Tensors are convenient ways of collecting together numbers. For instance, a vector, which is also known as a rank one tensor, could be used to describe the age, gender, and salary of an employee. If Jeff is 50 years old, is male (where male = 0 and female = 1) and earns $56000 per annum then we could describe Jeff with the vector [50, 1, 56000] (see figure 1). Note that vectors (and tensors in general) are ordered. The vector [56000, 1, 50] would describe someone who was 56000 years old who made a total of $50 per annum!
Figure 1: Examples of vectors. (a) a row vector describing Jeff, (b) a column vector, (c) a vector with N components.
The rank one tensor described above has a dimension of three because it contains three components. There is no reason that vectors need be restricted to three dimensions, however. We could have added shoe size, for instance, to increase the dimension to four. Similarly, there is no reason that we need to restrict ourselves to a single row of numbers. A tensor with N rows and M columns is known as an NxM matrix and has a rank of two, indicating that the array of numbers extends in two directions (see figure 2).
Figure 2: Examples of matrices. (a) a 2x2 matrix, (b) a 3x2 matrix, (c) an NxN matrix.
The process of extending the number of directions in which the array extends can theoretically continue indefinitely, creating tensors of rank three, four, five etc.
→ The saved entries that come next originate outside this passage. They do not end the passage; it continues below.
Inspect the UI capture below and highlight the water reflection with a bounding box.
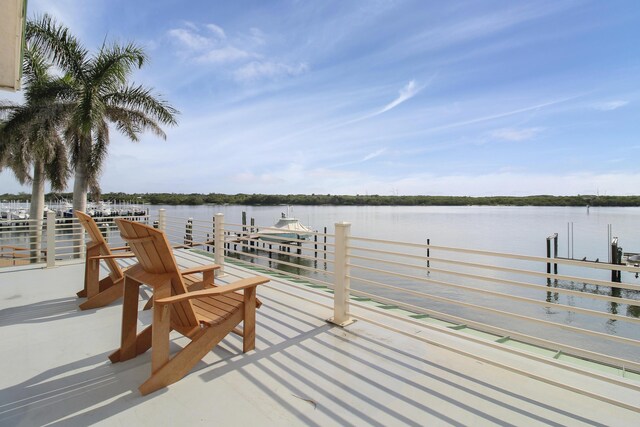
[545,279,559,304]
[544,279,640,319]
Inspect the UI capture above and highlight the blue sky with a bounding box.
[2,0,640,196]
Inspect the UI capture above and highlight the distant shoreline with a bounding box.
[3,192,640,207]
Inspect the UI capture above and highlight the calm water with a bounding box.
[152,204,640,259]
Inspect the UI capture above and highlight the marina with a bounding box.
[0,199,149,226]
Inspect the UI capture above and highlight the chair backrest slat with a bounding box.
[115,219,198,328]
[75,211,123,278]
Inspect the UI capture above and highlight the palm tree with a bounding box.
[0,45,73,260]
[26,15,179,213]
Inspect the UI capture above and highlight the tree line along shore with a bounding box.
[2,192,640,207]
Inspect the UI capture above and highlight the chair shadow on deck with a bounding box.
[0,321,334,426]
[0,297,83,327]
[197,294,608,427]
[0,287,146,327]
[0,283,613,425]
[199,301,454,426]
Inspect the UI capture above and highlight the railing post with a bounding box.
[46,210,56,268]
[328,222,355,327]
[158,209,166,231]
[611,237,621,283]
[214,213,225,277]
[553,234,558,274]
[185,218,193,246]
[546,235,552,286]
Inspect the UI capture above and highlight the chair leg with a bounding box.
[109,325,153,362]
[243,287,257,353]
[80,246,100,299]
[78,277,123,310]
[151,303,172,374]
[98,275,118,292]
[77,258,92,298]
[119,276,143,362]
[139,310,243,396]
[86,258,101,297]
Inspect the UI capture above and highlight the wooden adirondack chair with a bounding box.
[110,218,269,395]
[75,211,137,310]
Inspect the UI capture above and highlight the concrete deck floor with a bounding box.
[0,251,639,426]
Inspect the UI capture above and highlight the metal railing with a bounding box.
[156,210,640,373]
[0,211,150,267]
[4,209,638,375]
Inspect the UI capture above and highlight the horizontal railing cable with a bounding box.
[224,246,334,276]
[347,281,639,349]
[348,253,640,306]
[349,244,640,293]
[240,236,335,257]
[347,284,640,374]
[228,238,335,263]
[225,256,334,288]
[347,306,640,412]
[223,221,333,236]
[348,263,640,325]
[350,235,640,274]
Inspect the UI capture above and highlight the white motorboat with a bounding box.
[258,211,314,243]
[10,208,29,222]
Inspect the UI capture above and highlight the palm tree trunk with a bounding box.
[72,163,88,213]
[73,134,93,213]
[72,139,90,256]
[29,160,46,262]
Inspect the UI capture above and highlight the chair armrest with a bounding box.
[156,277,269,305]
[1,245,27,250]
[179,264,220,276]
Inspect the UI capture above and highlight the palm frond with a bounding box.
[105,84,179,126]
[89,43,147,91]
[106,106,168,140]
[26,14,88,82]
[2,136,32,184]
[65,129,83,169]
[22,45,51,91]
[45,139,70,191]
[85,120,110,184]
In the following sections, we will look at vectors, matrices and tensors of rank three (see figure 3).
Figure 3: A rank three tensor (NxNxN).
Figure 5: The network corresponding to a vector memory.
The output of this network is defined to be the dot product (or inner product) of the input and weight vectors. A Dot Product is calculated by multiplying together the values which are in the same position within the two vectors, and then adding the results of these multiplications together to get a scalar (see Figure 6a). In the case of the neural network, this involves multiplying each input unit activation by the corresponding weight value and then adding. The dot product of two vectors represents the level of similarity between them and can be extended to higher rank tensors (see figure 6b)
Figure 6: The Dot Product.
The dot product is expressed algebraically as a dot, that is, the dot product of the vectors v and w is written v.w.
Learning occurs in this network by adding the input vectors. Vector addition superimposes vectors of the same dimension. It is calculated by adding together the elements in a particular position in each vector (see Figure 7a). In this way, multiple memories can be stored within the same vector. [Note: the network actually employs Hebbian learning (see Neural Networks by Example: Chapter three). However, when the output unit is fixed at one Hebbian learning is identical to vector addition.]
Figure 7: (a) Vector Addition, (b) Matrix Addition.
Again vector addition can be extended to tensors of arbitrary rank (see figure 7b). Vector addition is expressed algebraically as a plus sign (+). So if we wanted to talk about the dot product of v with the addition of w and x we would write v.(w + x). Another useful property to keep in mind is that the dot product distributes over addition. That is:
v.(w + x) = v.w + v.x
Associations are formed using the outer product operation. A outer product between two vectors is calculated by multiplying each element in one vector by each element in the other vector (see Figure 8). If the first vector has dimension d1 and the second vector dimension d2, the outer product matrix has dimension d1xd2. For instance, a three dimensional vector multiplied by a two dimensional vector has dimension 3x2.
Figure 8: The outer product.
The outer product operation is expressed algebraically by placing the vectors to be multiplied next to each other. So the outer product of v and w is written as v w.
These association matrices are then added into the memory matrix (as in the vector memory case) - so that all associations are stored as a single composite. A matrix memory maps to a two layer network (one input and one output layer) as depicted in Figure 9. The number of input units corresponds to the number of rows in the original matrix, while the number of output units corresponds to the number of columns. Each input unit is connected to each output unit.
Figure 9: The network representation of a matrix.
Figure 10: The network representation of a rank three tensor.
In this section, we have been looking at the way in which tensors of rank one, two and three can be used to store information.